Species of sea anemone

Epiactis lisbethae, commonly known as Lisbeth's brooding anemone, is a species of sea anemone in the family Actiniidae. It is similar in appearance to the common brooding anemone (Epiactis prolifera), and like it is native to shallow waters on the western coast of North America.

==Description==
E. lisbethae is similar to the more common brooding anemone (Epiactis prolifera) but typically is larger, with a column diameter greater than 50 mm. When contracted, it is dome-shaped, and sand particles do not adhere to the column.
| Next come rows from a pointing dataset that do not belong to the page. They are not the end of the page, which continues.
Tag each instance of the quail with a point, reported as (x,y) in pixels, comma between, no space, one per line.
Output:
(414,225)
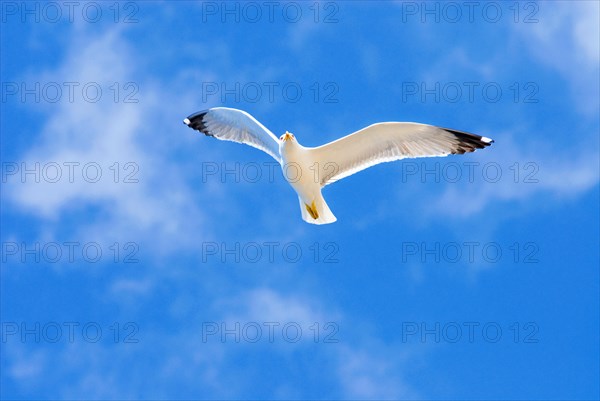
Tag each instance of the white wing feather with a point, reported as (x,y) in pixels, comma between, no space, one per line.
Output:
(236,126)
(386,142)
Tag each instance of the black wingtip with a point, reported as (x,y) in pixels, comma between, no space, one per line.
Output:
(468,142)
(196,122)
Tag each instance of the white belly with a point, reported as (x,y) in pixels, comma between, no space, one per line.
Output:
(300,170)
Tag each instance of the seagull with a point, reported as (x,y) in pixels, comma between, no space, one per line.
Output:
(308,169)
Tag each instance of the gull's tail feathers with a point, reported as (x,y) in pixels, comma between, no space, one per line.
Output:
(317,212)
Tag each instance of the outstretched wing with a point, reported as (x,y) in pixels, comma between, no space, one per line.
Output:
(236,126)
(386,142)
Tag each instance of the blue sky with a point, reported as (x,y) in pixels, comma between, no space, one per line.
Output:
(143,260)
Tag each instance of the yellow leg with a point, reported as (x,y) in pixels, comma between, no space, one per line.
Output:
(312,210)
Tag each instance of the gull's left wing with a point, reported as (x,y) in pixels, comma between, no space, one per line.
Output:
(236,126)
(386,142)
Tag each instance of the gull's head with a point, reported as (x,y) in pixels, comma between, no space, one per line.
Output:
(288,136)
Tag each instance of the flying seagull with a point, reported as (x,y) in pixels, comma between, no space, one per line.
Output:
(308,170)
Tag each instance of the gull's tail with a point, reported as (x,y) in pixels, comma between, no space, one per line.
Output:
(317,212)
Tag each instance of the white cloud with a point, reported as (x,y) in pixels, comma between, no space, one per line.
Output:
(567,39)
(139,136)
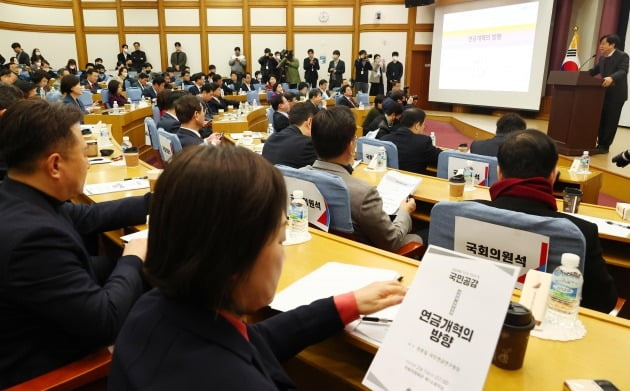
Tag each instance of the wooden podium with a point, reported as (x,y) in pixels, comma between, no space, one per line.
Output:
(577,101)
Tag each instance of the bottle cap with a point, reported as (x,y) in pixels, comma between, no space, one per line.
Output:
(570,260)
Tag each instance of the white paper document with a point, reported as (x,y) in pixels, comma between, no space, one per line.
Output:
(136,235)
(111,187)
(447,327)
(394,188)
(607,227)
(332,278)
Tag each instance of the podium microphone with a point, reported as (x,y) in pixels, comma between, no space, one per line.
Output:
(587,61)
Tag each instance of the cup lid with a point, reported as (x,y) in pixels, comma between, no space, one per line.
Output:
(518,315)
(457,179)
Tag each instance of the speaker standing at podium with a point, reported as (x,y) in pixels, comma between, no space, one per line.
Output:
(613,67)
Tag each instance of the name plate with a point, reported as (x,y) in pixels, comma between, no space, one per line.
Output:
(446,330)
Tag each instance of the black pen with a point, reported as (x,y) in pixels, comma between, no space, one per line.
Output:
(375,319)
(617,224)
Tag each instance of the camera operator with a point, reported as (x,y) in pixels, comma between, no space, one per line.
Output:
(376,76)
(362,67)
(290,65)
(268,65)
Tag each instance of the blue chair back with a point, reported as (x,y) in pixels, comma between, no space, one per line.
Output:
(270,116)
(86,98)
(251,95)
(156,114)
(390,149)
(169,145)
(151,129)
(334,191)
(443,159)
(53,96)
(363,98)
(564,236)
(105,97)
(134,93)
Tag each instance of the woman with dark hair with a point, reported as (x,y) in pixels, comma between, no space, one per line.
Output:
(71,88)
(71,66)
(215,255)
(375,111)
(115,94)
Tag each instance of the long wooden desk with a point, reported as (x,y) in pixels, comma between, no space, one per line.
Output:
(343,359)
(255,120)
(602,354)
(433,190)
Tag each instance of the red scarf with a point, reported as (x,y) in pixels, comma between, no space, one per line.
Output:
(537,189)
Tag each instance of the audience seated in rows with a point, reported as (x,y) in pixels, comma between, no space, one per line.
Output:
(59,302)
(293,146)
(333,134)
(415,150)
(507,124)
(527,171)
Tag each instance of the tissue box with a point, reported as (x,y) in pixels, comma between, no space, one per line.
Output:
(624,210)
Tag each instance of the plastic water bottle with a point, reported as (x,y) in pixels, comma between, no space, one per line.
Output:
(381,162)
(585,163)
(125,144)
(298,215)
(469,176)
(565,292)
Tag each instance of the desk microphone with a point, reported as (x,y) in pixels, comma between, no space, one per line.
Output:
(587,61)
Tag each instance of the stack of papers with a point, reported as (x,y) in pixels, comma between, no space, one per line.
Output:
(396,187)
(111,187)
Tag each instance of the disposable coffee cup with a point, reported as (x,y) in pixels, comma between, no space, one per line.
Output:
(92,148)
(132,157)
(153,176)
(571,198)
(456,185)
(512,344)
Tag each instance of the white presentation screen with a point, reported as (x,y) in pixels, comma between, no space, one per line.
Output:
(490,53)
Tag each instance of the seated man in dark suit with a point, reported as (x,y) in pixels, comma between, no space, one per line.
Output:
(346,98)
(217,102)
(527,171)
(415,150)
(293,146)
(57,303)
(333,133)
(192,114)
(156,86)
(91,81)
(386,122)
(169,120)
(198,81)
(281,107)
(507,124)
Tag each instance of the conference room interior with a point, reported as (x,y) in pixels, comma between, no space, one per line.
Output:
(209,32)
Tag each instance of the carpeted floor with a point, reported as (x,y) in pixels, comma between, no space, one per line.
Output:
(446,135)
Bold striping on the pedal base, which flares out over the rock surface, extends as striations up the column. At some seasons of the year, the young are brooded in a band of several hundred on the outside of the column, and these juveniles are all much the same size. This anemone is dull red, greenish, brown or orange in colour, the oral disc having fine white radial lines extending from the tentacles to the mouth.

==Distribution==
First described in 1986 from the San Juan Islands of Washington state, the species was named in honour of Lisbeth Francis, a marine biologist at Western Washington University. Its range extends from Bamfield on Vancouver Island, Canada, southwards to Coos Bay in southern Oregon and to northern California, United States. It is uncommon in Oregon and California.

==Ecology==
The sexes are separate in this anemone and breeding is seasonal. After internal fertilisation, the eggs are initially retained in the gastrovascular cavity. They later are expelled from the mouth and move down the column, where they adhere in a broad belt halfway down; here the larvae are brooded for several months. When sufficiently developed, the juveniles slither or crawl down the column and move to a new location. Red, green and brown anemones tend to have pinkish young while orange individuals usually have orange young.